Integration of Information Security in an existent Integrated Management System

[amelbel]

hello everyone, our society already has an IMS which whitch contains a Quality Management System, Environmental Management System and Health and safety management system all three listed in a statement which defines the objectif of the IMS. The society wants to be ISO 27001 certified and so they published a policy for the SMSI implementation and setting its objectives. What I want to know is must we create a new management system for the information security or just integrate it with the other MS. I want to know so I can figure out where to put the IS process in the support process or the management process. Also I want to know who is responsible of the audit is it the quality auditors or must it be security professionnels

 

[Sidney Vianna]

What I want to know is must we create a new management system for the information security or just integrate it with the other MS.
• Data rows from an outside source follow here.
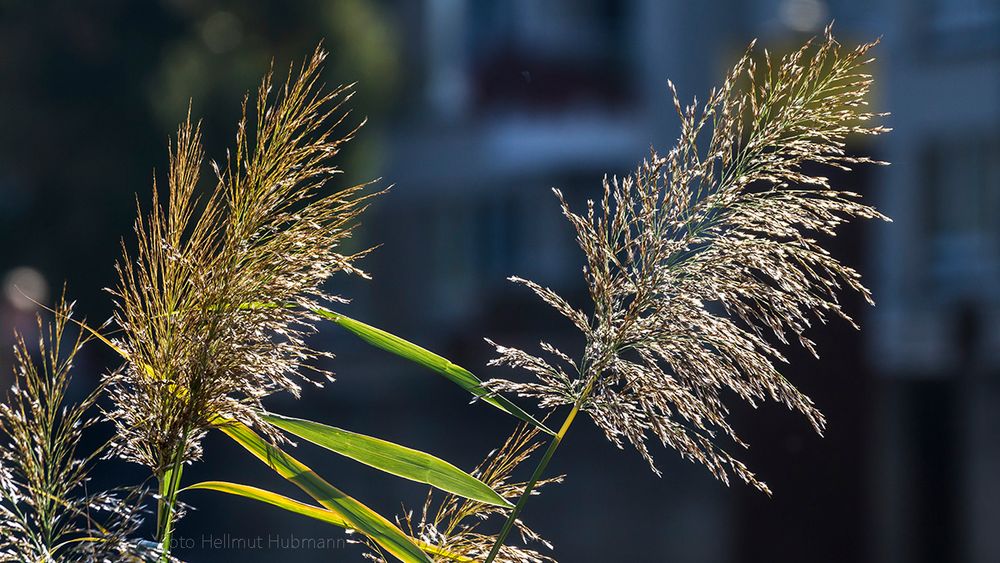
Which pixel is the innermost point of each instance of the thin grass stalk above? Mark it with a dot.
(535, 477)
(166, 504)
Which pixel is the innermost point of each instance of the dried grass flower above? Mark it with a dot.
(693, 259)
(47, 513)
(214, 301)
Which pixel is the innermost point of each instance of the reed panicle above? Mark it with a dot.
(214, 302)
(698, 254)
(46, 511)
(693, 259)
(454, 524)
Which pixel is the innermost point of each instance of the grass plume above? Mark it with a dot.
(46, 511)
(700, 254)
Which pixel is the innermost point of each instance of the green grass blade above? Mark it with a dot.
(297, 507)
(274, 499)
(410, 351)
(358, 516)
(392, 458)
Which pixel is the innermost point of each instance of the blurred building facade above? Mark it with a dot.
(934, 336)
(519, 96)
Welcome to The Cove. There is only ONE WAY to do this "integration of management system standards" right. The business processes have to be assessed and engineered/re-engineered to support conformance with the requirements of the multiple standards. Conformance to standards has to be done embedded in the way the company/organization runs. Outside of that is unsustainable and just window dressing.

Also I want to know who is responsible of the audit is it the quality auditors or must it be security professionnels

The internal auditors performing their jobs must be competent for the job. So, information security touches on many business processes that are outside of the typical quality system auditing scope. Chances are, "quality system" auditors would have to be developed to be made competent to assess your business processes against ISO 27001, 27005 and your own, internally developed, information security requirements.

Good luck.

 

[amelbel]

Thanks a lot for your fast reply and for your help. just to know so it's normal to define objectives of the ISMS in a separate document, we must just take it in concideration in the process map ? also the Information Security process does it have to be one of the management processes or a support process.

 

[Sidney Vianna]

also the Information Security process does it have to be one of the management processes or a support process.

Information security is NOT a process. It is a system, comprised of many processes and subprocesses, for a typical medium to large size organization.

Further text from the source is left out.